2

I have a big file with real numbers, and I need to read them into doubles the fastest possible way.

I can chose the format of the file myself ( 1 number a line, or multiple for example)

tried scanf, it seems slow, tried gets(s) and then parsing doubles myself it gives about the same time.

Is there a faster way?

Herokiller
  • 2,891
  • 5
  • 32
  • 50
  • Do you need to write them as text? Can you write the raw bytes? – Cornstalks Jul 28 '16 at 03:57
  • 2
    Let's be clear. If you have lines, you have ASCII, and if you have ASCII you don't have doubles in the file: you have *real numbers* in ASCII format.
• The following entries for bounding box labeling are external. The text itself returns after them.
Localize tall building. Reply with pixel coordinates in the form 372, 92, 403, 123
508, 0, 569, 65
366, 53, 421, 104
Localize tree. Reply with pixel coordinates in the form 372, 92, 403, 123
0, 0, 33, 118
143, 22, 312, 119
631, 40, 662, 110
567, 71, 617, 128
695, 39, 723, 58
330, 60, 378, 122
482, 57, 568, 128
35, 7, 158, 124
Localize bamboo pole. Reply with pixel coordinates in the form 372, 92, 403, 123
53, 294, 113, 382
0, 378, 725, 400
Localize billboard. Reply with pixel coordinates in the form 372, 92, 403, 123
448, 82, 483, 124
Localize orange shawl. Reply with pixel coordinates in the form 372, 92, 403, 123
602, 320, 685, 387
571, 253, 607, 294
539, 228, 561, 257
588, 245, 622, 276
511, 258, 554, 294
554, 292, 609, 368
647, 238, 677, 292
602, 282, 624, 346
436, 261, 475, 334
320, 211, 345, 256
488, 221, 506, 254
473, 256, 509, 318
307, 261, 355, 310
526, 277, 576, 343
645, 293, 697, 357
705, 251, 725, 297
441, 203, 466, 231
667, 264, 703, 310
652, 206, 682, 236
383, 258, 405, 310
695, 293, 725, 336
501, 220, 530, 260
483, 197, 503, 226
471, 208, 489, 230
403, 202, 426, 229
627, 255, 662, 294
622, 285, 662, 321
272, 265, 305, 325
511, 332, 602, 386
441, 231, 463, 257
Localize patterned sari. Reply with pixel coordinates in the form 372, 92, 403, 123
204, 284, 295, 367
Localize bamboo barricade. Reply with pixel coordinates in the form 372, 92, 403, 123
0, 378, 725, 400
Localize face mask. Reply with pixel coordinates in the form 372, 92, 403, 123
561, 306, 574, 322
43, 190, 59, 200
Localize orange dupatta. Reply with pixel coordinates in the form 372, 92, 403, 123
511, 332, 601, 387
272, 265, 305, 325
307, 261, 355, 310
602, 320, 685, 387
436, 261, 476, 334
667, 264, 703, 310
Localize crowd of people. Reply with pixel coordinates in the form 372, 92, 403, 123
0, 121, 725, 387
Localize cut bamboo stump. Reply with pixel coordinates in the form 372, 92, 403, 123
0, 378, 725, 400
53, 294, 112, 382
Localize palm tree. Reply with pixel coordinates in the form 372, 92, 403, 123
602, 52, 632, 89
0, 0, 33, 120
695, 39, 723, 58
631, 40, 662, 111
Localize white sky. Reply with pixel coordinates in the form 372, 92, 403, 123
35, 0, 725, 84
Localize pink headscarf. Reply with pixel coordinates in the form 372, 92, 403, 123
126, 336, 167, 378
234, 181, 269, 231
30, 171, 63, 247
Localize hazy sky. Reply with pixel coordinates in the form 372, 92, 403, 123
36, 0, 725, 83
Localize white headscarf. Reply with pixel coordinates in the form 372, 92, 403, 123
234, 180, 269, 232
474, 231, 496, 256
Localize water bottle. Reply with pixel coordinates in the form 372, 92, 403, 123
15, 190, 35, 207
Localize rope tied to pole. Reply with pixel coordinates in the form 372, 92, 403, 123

Doubles are the result of a conversion. – user207421 Jul 28 '16 at 03:57
  • @Cornstalks I don't need to write them, I need to use them as doubles afterwards – Herokiller Jul 28 '16 at 03:59
  • @EJP I need to use them as doubles after reading – Herokiller Jul 28 '16 at 03:59
  • I'd read them as binary if you can. Text parsing is slow. – Retired Ninja Jul 28 '16 at 04:03
  • 1
    @Herokiller You missed Cornstalks' point. If you have freedom of choosing format, choose binary. You will get better data-per-bit ratio, i.e. better use of IO, and you will get rid of string->double conversion overhead. That's a bump in both IO and CPU, so you're practically guaranteed to get some speed-up. – luk32 Jul 28 '16 at 04:03
  • The fastest way would be to make the file format identical to the in-memory format (i.e a series of 64-bit binary floating point values in the CPUs native-endian format) and just mmap() that file into memory. Then you can treat the file as if it was an in-memory array, and the OS will handle reading it off of the disk as necessary. (Try to access its contents in sequential order as much as possible for best performance, though) – Jeremy Friesner Jul 28 '16 at 05:47
  • I find the istream >> operator neet, though I´m not sure how fast it is compared to other solutions. I think it beats scanf as the format string no longer has to be parsed but you have to benchmark to be sure. Try optimizing through the compiler first. Multithreading (pthreads or OpenCL) or SIMD could make it "faster" depending on your platform. – Andreas Jul 28 '16 at 09:07
  • [Why is the gets function so dangerous that it should not be used?](http://stackoverflow.com/q/1694036/995714) – phuclv May 04 '17 at 10:27

1 Answers1

1

Try to read from raw binary files. This is the fastest.

Example: if you want to fill 1000 values for two arrays x and y then the data in the binary file should contain x-values from slot 0-1000 and y-values from slot 1000-2000. The command is fread. Do not forget that the size of your element is here 64 bits = 8 bytes for type double.

Armen Avetisyan
  • 1,140
  • 10
  • 29